Hunter S. Thompson Stole Hemingway's Set Of Elk Antlers 52 Years Ago, And His Widow Just Returned Them
Three years after Ernest Hemingway killed himself, a writer and pretty famous fan visited his home in Idaho for journalistic purposes. While there, Hunter S. Thompson stole Hemingway's antlers. Now, 11 years after Thompson's own suicide, the antlers have been returned to their rightful owners.
I swear, I'm not making this up.
Hemingway bought his Ketchum, Idaho summer home in 1959, after leaving Cuba. The author had enjoyed hunting and fishing at the nearby Sun Valley Ranch — now part of the The Nature Conservancy's Silver Creek Preserve — and Idaho's climate offered protection for Hemingway's treasured papers. When she died in 1986, Hemingway's widow, Mary, left their home in Ketchum to the Conservancy.
Thompson visited Hemingway's Idaho home in 1964, while working on a Toledo Blade article, titled "What Lured Hemingway to Ketchum?" Seven years before he published Fear and Loathing in Las Vegas, Thompson wondered what allure Idaho held for his idol:
Anybody who considers himself a writer or even a serious reader cannot help but wonder just what it was about this outback little Idaho village that struck such a responsive chord in America's most famous writer.

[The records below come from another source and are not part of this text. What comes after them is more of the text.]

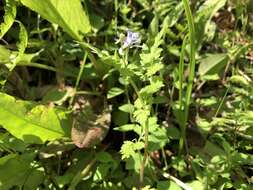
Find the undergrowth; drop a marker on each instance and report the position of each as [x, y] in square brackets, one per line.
[126, 94]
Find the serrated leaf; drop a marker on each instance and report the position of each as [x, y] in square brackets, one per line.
[9, 16]
[154, 87]
[67, 14]
[128, 148]
[30, 122]
[114, 92]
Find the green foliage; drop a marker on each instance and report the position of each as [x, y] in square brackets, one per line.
[126, 94]
[75, 23]
[9, 16]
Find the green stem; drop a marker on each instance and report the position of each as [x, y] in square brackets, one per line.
[145, 157]
[191, 73]
[78, 78]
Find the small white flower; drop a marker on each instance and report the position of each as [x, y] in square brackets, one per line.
[133, 39]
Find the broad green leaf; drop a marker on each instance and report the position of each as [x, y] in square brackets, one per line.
[240, 80]
[30, 122]
[68, 14]
[17, 171]
[22, 44]
[114, 92]
[9, 16]
[213, 63]
[168, 185]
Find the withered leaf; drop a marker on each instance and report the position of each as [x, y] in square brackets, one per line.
[88, 132]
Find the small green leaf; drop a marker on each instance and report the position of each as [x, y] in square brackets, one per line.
[125, 128]
[9, 16]
[114, 92]
[67, 14]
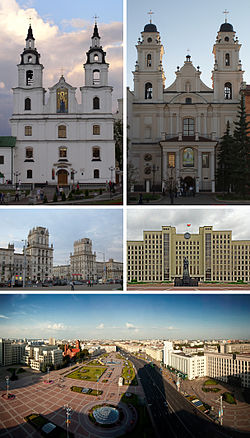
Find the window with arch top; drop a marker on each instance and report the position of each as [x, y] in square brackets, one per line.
[27, 104]
[96, 103]
[29, 78]
[96, 77]
[188, 127]
[148, 90]
[62, 132]
[96, 173]
[227, 59]
[228, 91]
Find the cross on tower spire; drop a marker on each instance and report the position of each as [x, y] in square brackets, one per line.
[225, 12]
[95, 18]
[150, 13]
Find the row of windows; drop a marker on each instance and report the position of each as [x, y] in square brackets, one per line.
[62, 151]
[62, 131]
[96, 174]
[27, 103]
[227, 92]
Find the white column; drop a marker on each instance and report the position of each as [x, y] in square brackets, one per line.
[198, 183]
[164, 165]
[212, 176]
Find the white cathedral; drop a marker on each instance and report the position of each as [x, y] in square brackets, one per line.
[60, 140]
[174, 131]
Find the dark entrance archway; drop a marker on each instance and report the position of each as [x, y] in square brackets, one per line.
[62, 177]
[189, 182]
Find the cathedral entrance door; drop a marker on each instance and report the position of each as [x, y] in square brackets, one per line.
[189, 181]
[62, 177]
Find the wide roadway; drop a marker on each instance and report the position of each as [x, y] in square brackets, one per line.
[174, 416]
[84, 287]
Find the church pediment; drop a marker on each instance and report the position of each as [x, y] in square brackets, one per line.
[62, 84]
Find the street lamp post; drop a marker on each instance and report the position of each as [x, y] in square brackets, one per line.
[154, 169]
[7, 385]
[68, 410]
[24, 262]
[16, 174]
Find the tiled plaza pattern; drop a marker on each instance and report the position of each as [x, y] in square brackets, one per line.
[33, 395]
[235, 416]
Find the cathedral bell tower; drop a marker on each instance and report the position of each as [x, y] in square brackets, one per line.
[29, 94]
[149, 78]
[96, 94]
[227, 75]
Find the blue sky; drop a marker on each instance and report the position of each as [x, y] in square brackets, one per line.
[102, 226]
[189, 25]
[62, 31]
[220, 218]
[125, 316]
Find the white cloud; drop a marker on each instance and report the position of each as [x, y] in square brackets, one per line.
[56, 326]
[58, 48]
[130, 326]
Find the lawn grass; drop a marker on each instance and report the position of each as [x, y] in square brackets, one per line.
[210, 382]
[90, 373]
[228, 397]
[128, 374]
[90, 392]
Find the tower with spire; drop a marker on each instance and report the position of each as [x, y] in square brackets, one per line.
[28, 96]
[227, 74]
[61, 141]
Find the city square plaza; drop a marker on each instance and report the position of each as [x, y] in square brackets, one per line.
[33, 394]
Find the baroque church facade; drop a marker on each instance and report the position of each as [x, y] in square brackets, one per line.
[60, 141]
[174, 131]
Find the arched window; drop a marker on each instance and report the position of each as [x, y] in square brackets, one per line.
[149, 60]
[27, 104]
[63, 152]
[96, 103]
[96, 77]
[62, 133]
[227, 59]
[29, 78]
[96, 153]
[96, 129]
[28, 130]
[188, 127]
[228, 91]
[188, 157]
[29, 152]
[148, 91]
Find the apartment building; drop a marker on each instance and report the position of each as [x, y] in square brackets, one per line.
[212, 256]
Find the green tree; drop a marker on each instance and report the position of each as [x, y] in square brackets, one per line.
[241, 166]
[225, 174]
[118, 136]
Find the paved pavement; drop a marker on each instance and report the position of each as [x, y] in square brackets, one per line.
[84, 287]
[201, 288]
[33, 394]
[49, 191]
[198, 199]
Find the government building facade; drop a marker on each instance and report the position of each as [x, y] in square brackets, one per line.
[212, 256]
[58, 140]
[174, 131]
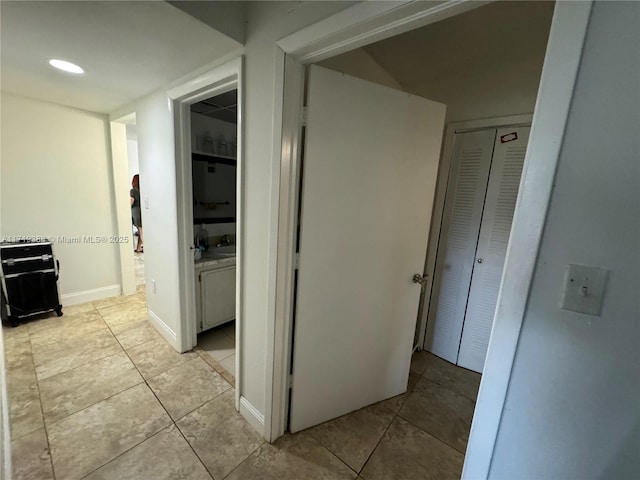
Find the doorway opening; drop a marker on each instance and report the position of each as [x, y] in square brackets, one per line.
[214, 137]
[477, 84]
[137, 230]
[208, 136]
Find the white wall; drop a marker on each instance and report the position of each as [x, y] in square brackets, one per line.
[201, 125]
[132, 150]
[156, 149]
[218, 186]
[57, 182]
[573, 404]
[267, 23]
[360, 63]
[457, 63]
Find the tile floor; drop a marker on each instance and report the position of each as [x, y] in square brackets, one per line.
[219, 344]
[98, 394]
[138, 259]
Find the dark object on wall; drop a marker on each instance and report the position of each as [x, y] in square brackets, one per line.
[29, 280]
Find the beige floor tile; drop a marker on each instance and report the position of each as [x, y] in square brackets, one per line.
[353, 437]
[127, 312]
[111, 301]
[419, 361]
[219, 435]
[229, 364]
[184, 388]
[229, 329]
[460, 380]
[292, 457]
[22, 375]
[73, 390]
[165, 456]
[440, 412]
[79, 308]
[74, 352]
[25, 413]
[230, 379]
[217, 344]
[408, 453]
[88, 439]
[15, 334]
[157, 356]
[30, 457]
[133, 334]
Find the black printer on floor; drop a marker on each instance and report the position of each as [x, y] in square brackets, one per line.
[29, 280]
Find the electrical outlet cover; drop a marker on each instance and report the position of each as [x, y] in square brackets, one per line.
[584, 289]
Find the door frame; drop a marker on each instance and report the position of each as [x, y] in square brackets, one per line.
[437, 217]
[218, 80]
[360, 25]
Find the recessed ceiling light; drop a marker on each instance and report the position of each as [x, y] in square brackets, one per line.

Early on in the piece, Thompson mentions "a big pair of elk horns over the front door." According to Thompson's widow, Anita, the gonzo journalist "got caught up in the moment" and stole the antlers. Seeing The Aspen Times' Instagram post about their return, one wonders just how Thompson managed to make off with that horking prize without being caught.
Anita Thompson told BroBible that her late husband "was actually very embarrassed by" his actions, and had planned to return the antlers to their rightful owners. During the first week in August, more than 10 years after her husband's death, Anita Thompson "loaded Hemingway’s stolen antlers in her Toyota Prius for the 11 hour drive north from Woody Creek to Ketchum."
Hemingway's antlers won't stay at the late author's Idaho summer home, however. His grandson, Sean Hemingway, works as a museum curator in New York. He will offer the elk rack a permanent place to stay.